To preserve site-specific parameter settings and commands, create the following files. These files are not overwritten when you reinstall TCP/IP Services.

  • SYS$STARTUP:TCPIP$TFTP_SYSTARTUP.COM can be used as a repository for site-specific definitions and parameters to be invoked when TFPT is started.
  • SYS$STARTUP:TCPIP$TFTP_SYSHUTDOWN.COM can be used as a repository for site-specific definitions and parameters to be invoked when TFTP is shut down.

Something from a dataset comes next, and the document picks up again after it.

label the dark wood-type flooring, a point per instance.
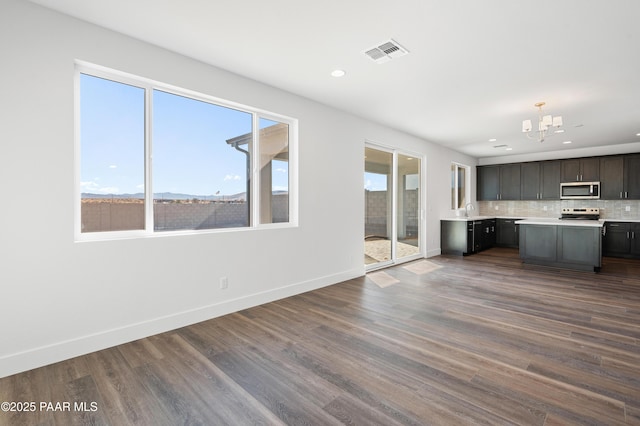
(481, 340)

11.2.5 Enabling and Disabling TFTP

To enable and disable TFTP, use these commands:

  • On the running system:
    • ENABLE SERVICE TFTP
    • DISABLE SERVICE TFTP
  • In the configuration database:
    • SET CONFIGURATION ENABLE SERVICE TFTP
    • SET CONFIGURATION DISABLE SERVICE TFTP

To check whether these services are enabled or disabled, use these commands:

  • SHOW SERVICE TFTP
  • SHOW CONFIGURATION ENABLE SERVICE TFTP

The following example illustrates how to obtain complete information about TFTP settings and statistics:


TCPIP> SHOW SERVICE TFTP /FULL

Service: TFTP
                           State:     Enabled
Port:            69     Protocol:  UDP            Address:  0.0.0.0
Inactivity:       5     User_name: TCPIP$TFTP     Process:  TCPIP$TFTP
Limit:            1     Active:         1         Peak:          1

File:         SYS$SYSDEVICE:[TCPIP$TFTP]TCPIP$TFTP_RUN.COM
Flags:        Listen

Socket Opts:  Rcheck Scheck
 Receive:            0     Send:               0

Log Opts:     Acpt Actv Dactv Conn Error Exit Logi Logo Mdfy Rjct TimO Addr
 File:        SYS$SYSDEVICE:[TCPIP$TFTP]TCPIP$TFTPD_RUN.LOG

Security
 Reject msg:  not defined
 Accept host: 0.0.0.0
 Accept netw: 0.0.0.0

11.3 TFTP Security

For security purposes, the server runs as an unprivileged image that can access only the directories and files for which it has read access.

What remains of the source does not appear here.